The Journey of Inclusion

Times have changed from the 1970’s and so has how we include individuals with disabilities. I write as a sister who witnessed how my older sister was a part of these changes. When many children would be attending kindergarten or daycare, I remember accompanying my parents as they went to various places to have my sister tested. Can she speak, listen, comprehend, walk and balance on one foot? Following the assessment, I remember her moving away from home when she was about 5 and half, to go live at Woodlands in British Columbia. When we would pick her up for a family visit, I can recall seeing the padded rooms, people with helmets, some in wheelchairs while I was walking the halls to get to the children’s ward. While at Woodlands, she was taken on a bus out of the institution to attend a special school, which was a rarity at this time. Our father recalls while driving to work catching a glimpse of her, alone on the bus as she went to school. 

There was something different about her class pictures from mine. Her classes were smaller and only had people with disabilities, mine were larger and did not have anyone with a disability. Yet, when I would visit her class, the children were much like my friends and I, laughing, curious and engaged with the learning materials around them. She would learn life skills, while I learned reading, writing and arithmetic.

In the 1980’s plans were set for Woodlands to close and the residents were going to be moved out to smaller group homes. The group home that my sister went to was part of the neighbourhood, which enabled the residents to be part of the community as they went on walks, to the grocery store, enjoyed meals out and attended day programs.
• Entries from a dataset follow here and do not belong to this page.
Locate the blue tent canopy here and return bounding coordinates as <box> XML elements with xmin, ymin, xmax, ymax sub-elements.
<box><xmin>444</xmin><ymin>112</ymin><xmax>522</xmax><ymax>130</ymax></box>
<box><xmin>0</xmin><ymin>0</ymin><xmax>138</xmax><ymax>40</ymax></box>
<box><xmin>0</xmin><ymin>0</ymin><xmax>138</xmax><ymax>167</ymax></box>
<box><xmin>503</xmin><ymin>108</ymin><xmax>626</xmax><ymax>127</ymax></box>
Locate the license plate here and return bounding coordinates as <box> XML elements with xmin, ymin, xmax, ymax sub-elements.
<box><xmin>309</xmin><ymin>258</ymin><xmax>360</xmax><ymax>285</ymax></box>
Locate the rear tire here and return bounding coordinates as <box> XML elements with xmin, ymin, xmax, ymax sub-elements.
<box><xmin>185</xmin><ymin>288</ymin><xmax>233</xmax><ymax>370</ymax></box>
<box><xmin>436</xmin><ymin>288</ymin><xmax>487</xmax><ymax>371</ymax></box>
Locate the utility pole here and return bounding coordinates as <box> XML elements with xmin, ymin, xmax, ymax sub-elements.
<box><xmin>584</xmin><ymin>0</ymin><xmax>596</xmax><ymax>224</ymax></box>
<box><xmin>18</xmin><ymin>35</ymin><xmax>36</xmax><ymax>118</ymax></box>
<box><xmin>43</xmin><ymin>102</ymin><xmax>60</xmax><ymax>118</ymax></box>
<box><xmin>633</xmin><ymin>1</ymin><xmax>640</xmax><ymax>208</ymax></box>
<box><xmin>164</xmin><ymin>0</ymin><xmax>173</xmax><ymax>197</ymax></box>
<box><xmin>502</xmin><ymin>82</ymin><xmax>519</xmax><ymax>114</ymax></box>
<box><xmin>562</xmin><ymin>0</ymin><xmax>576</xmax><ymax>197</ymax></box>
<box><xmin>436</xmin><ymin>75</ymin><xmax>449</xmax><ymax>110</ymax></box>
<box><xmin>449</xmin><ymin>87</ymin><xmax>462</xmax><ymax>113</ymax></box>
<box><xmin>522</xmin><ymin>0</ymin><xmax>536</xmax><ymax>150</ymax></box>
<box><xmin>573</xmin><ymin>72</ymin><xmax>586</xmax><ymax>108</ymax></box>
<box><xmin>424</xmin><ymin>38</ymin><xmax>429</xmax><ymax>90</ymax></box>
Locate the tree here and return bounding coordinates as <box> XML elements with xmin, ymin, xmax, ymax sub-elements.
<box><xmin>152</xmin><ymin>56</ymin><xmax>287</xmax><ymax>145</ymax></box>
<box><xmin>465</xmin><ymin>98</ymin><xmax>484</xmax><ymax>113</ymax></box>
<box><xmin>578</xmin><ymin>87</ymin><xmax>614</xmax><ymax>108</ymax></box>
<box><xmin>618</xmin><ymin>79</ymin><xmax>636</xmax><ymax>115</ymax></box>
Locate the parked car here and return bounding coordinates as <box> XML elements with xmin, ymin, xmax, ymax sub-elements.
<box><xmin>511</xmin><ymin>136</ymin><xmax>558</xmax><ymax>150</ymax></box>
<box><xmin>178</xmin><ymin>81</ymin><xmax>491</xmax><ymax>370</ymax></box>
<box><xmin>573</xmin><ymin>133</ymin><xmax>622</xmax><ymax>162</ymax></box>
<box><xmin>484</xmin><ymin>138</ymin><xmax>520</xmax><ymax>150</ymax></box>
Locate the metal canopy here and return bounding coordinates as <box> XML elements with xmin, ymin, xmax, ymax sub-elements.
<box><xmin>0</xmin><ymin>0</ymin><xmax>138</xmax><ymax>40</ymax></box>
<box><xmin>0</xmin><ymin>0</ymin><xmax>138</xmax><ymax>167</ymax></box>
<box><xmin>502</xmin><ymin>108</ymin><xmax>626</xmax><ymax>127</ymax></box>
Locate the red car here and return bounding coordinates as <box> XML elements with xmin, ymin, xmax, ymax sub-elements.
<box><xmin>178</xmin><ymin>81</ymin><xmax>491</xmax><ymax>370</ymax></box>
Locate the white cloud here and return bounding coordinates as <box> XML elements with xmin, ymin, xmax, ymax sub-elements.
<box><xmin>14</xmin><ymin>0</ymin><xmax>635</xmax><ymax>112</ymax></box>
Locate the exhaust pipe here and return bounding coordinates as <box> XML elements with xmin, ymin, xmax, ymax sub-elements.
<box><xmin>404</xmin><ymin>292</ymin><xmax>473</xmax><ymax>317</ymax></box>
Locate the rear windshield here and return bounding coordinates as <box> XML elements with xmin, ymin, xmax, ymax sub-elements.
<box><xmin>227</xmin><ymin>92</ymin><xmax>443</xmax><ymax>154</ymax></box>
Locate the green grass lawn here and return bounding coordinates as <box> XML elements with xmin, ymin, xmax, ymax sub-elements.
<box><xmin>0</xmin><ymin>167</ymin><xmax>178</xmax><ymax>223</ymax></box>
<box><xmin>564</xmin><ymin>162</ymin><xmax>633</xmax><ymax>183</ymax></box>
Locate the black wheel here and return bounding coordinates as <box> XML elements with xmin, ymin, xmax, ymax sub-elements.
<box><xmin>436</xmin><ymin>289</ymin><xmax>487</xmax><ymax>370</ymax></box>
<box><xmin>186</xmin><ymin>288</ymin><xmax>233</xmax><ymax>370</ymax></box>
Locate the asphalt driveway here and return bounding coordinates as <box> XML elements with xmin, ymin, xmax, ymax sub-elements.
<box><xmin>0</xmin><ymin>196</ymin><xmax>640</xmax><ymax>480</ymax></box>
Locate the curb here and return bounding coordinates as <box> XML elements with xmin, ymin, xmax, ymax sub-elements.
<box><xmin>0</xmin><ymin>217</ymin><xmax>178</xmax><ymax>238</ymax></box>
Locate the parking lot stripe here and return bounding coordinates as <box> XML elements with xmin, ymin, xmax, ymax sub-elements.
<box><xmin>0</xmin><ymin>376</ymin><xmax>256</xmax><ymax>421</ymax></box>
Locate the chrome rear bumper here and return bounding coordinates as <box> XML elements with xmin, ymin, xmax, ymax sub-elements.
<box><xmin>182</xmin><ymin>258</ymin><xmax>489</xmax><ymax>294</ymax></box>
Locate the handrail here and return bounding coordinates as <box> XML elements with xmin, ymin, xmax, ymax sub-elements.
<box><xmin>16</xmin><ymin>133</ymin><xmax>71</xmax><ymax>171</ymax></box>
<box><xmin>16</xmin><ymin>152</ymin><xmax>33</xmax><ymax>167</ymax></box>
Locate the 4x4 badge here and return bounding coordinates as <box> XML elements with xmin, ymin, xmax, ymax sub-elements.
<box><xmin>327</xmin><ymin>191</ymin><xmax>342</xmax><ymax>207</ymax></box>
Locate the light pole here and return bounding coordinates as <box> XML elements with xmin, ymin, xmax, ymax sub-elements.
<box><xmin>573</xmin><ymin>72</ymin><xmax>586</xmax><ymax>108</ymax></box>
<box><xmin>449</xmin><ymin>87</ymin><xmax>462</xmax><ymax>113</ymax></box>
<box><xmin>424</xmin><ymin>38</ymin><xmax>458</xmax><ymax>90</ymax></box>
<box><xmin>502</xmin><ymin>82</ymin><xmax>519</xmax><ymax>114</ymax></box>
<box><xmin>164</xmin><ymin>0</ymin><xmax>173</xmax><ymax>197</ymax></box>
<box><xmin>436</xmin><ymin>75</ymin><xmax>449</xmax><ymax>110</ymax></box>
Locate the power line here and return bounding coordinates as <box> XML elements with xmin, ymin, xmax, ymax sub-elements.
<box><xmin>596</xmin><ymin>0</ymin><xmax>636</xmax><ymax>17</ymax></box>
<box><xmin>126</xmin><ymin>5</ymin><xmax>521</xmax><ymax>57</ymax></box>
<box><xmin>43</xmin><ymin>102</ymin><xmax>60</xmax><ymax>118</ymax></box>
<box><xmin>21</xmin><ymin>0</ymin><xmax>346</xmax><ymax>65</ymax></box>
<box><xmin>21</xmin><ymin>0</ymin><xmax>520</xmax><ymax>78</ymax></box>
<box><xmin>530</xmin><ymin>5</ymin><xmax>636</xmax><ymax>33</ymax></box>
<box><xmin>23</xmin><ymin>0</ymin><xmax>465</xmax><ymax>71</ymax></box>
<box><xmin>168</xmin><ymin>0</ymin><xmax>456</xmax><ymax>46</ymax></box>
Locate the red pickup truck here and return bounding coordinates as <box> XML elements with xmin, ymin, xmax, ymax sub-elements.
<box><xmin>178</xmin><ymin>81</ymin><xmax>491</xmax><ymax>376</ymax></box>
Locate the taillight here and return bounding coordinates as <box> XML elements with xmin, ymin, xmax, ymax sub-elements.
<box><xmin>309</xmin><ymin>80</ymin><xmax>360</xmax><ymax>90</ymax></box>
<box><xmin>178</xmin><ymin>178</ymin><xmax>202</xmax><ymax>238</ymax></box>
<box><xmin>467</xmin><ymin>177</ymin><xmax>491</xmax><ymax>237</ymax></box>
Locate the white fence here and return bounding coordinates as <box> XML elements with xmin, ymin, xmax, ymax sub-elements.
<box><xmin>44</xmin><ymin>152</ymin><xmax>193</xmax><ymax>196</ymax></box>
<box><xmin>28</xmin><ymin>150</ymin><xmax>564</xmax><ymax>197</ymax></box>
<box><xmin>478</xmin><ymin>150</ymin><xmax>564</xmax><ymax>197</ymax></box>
I remember the impact of my sister’s assessments on my mother and how it would send her into depression. The assessment focused on things my sister could not do and may never do. Yet, my sister had many talents, which did not show up on assessments. She had the ability to notice when people were sad, angry or quiet and would ask…‘you happy?’ She remembered people she met and called everyone a friend. When she saw someone trying, she encouraged them, for she knew it was about being part of something and being a friend that matters.

Times have changed; gone are large locked institutions, now we see people with disabilities working, socializing, and enjoying life as a part of our neighbourhood, schools and families.